En aquel punto la cresta de la montaña tenía unos trescientos pies de ancho, y por el otro lado la pendiente presentaba menos declive. La barquilla llegó justo al nivel de aquella meseta bastante lisa y se deslizó por un terreno compuesto de puntiagudos guijarros que rechinaban con el roce.
—¡Pasamos! ¡Pasamos! ¡Hemos pasado! —gritó una voz que hizo palpitar el corazón de Fergusson.
El intrépido muchacho se agarraba con las manos al borde inferior de la barquilla y corría por la cresta para aligerar al globo de la totalidad de su peso, viéndose obligado a sujetarlo con fuerza porque tendía a escapársele.
Cuando hubo llegado a la ladera opuesta y ante sus ojos se presentó el abismo, Joe, mediante un enérgico juego de muñecas, se levantó y, agarrándose de las cuerdas, subió al lado de sus compañeros.
—Nada más difícil que lo que acabo de hacer —dijo.
—¡Valiente Joe! ¡Amigo mío! —dijo el doctor con efusión.
—¡Oh! Lo que he hecho —respondió Joe— no ha sido por ustedes, sino por la carabina del señor Dick. Se lo debía desde el asunto del árabe y me gusta pagar mis deudas. Ahora estamos en paz —añadió, presentando al cazador su arma predilecta—. Me hubiera conmovido demasiado verle separarse de ella.
Kennedy le dio un vigoroso apretón de manos sin pronunciar una palabra.
El Victoria ya no tenía más que bajar, lo que le era fácil; muy pronto se encontró a doscientos pies del suelo y entonces recuperó el equilibrio. El terreno presentaba numerosos accidentes muy difíciles de evitar durante la noche con un globo que ya no obedecía.
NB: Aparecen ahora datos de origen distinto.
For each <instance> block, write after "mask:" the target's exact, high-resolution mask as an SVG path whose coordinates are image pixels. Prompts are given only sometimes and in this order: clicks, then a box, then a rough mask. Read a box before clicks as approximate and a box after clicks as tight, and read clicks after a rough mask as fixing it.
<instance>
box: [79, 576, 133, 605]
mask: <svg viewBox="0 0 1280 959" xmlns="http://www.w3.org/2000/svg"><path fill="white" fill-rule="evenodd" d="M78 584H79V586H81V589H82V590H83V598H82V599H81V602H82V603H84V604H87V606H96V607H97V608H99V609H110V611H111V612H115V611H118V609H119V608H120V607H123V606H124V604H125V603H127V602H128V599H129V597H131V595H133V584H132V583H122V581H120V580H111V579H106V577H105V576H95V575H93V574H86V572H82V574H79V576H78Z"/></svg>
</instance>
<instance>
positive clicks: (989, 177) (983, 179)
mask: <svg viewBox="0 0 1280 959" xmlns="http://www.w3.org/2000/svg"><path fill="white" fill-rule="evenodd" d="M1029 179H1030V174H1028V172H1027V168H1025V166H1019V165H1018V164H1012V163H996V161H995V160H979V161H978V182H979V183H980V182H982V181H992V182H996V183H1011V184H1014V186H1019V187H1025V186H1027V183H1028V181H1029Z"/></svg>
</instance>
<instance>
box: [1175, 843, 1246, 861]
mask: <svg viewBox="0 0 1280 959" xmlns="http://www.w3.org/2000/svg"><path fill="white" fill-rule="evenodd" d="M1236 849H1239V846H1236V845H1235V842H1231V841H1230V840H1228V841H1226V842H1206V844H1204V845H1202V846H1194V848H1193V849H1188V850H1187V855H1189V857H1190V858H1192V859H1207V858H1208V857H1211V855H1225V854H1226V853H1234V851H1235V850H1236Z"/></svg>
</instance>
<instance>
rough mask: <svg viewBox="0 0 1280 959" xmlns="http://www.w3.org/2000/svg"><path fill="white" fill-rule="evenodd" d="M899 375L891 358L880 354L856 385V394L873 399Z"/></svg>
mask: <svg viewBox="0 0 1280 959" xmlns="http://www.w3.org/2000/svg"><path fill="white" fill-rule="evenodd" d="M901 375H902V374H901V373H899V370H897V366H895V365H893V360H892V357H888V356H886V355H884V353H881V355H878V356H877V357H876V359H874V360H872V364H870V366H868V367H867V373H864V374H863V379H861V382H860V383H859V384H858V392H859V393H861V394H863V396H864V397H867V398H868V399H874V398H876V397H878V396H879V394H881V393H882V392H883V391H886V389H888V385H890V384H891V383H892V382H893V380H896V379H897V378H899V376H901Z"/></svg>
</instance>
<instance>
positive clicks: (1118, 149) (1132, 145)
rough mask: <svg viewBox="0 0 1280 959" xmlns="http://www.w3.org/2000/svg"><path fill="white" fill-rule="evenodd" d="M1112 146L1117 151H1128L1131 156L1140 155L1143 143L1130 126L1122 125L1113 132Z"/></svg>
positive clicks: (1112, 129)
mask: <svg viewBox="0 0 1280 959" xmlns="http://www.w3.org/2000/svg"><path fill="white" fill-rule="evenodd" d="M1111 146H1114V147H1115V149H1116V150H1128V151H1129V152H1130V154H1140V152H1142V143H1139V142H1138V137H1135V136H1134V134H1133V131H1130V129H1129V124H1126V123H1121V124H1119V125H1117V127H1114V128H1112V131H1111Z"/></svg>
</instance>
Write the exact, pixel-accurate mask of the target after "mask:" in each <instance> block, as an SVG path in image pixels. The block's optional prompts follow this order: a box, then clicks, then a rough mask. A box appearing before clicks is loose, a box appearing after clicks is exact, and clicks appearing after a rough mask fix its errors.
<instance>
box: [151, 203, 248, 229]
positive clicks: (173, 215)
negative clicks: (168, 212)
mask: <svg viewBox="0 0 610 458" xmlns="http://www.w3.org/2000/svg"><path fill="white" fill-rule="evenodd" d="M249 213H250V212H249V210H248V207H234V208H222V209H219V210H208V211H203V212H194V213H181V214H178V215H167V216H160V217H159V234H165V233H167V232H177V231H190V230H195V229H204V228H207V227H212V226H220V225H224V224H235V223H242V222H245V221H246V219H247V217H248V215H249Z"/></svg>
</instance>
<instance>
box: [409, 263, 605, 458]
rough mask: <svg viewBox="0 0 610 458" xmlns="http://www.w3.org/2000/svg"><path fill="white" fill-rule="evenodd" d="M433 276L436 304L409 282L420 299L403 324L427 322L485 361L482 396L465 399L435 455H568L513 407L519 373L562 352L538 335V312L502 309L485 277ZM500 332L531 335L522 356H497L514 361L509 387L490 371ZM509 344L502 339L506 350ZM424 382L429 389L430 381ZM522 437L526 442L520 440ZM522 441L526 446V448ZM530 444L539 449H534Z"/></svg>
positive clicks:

Estaba oscureciendo con gran rapidez y, pese a sus reticencias, el doctor tuvo que resignarse a hacer un alto hasta el día siguiente.
—Vamos a buscar un lugar favorable para detenernos —dijo.
—¡Ah! ¿Te decides al fin? —respondió Kennedy.
—Sí, he meditado detenidamente un proyecto que vamos a poner en práctica. No son más que las seis de la tarde; tendremos tiempo. Echa las anclas, Joe.
Joe obedeció, y las dos anclas quedaron colgando debajo de la barquilla.
—Distingo inmensos bosques —dijo el doctor—. Iremos por encima de las copas de sus árboles y nos agarraremos de alguna. Por nada de este mundo consentiría en pasar la noche en tierra.
—¿Podremos bajar? —preguntó Kennedy.
—¿Para qué? Os repito que sería peligroso separarnos. Además, reclamo vuestra ayuda para un trabajo difícil.
El Victoria, que rozaba la verde bóveda de inmensos bosques, no tardó en detenerse bruscamente; sus anclas habían quedado enganchadas. El viento cesó entrada ya la noche, y el globo permaneció casi inmóvil encima de un interminable campo de verdor formado por las copas de un bosque de sicomoros.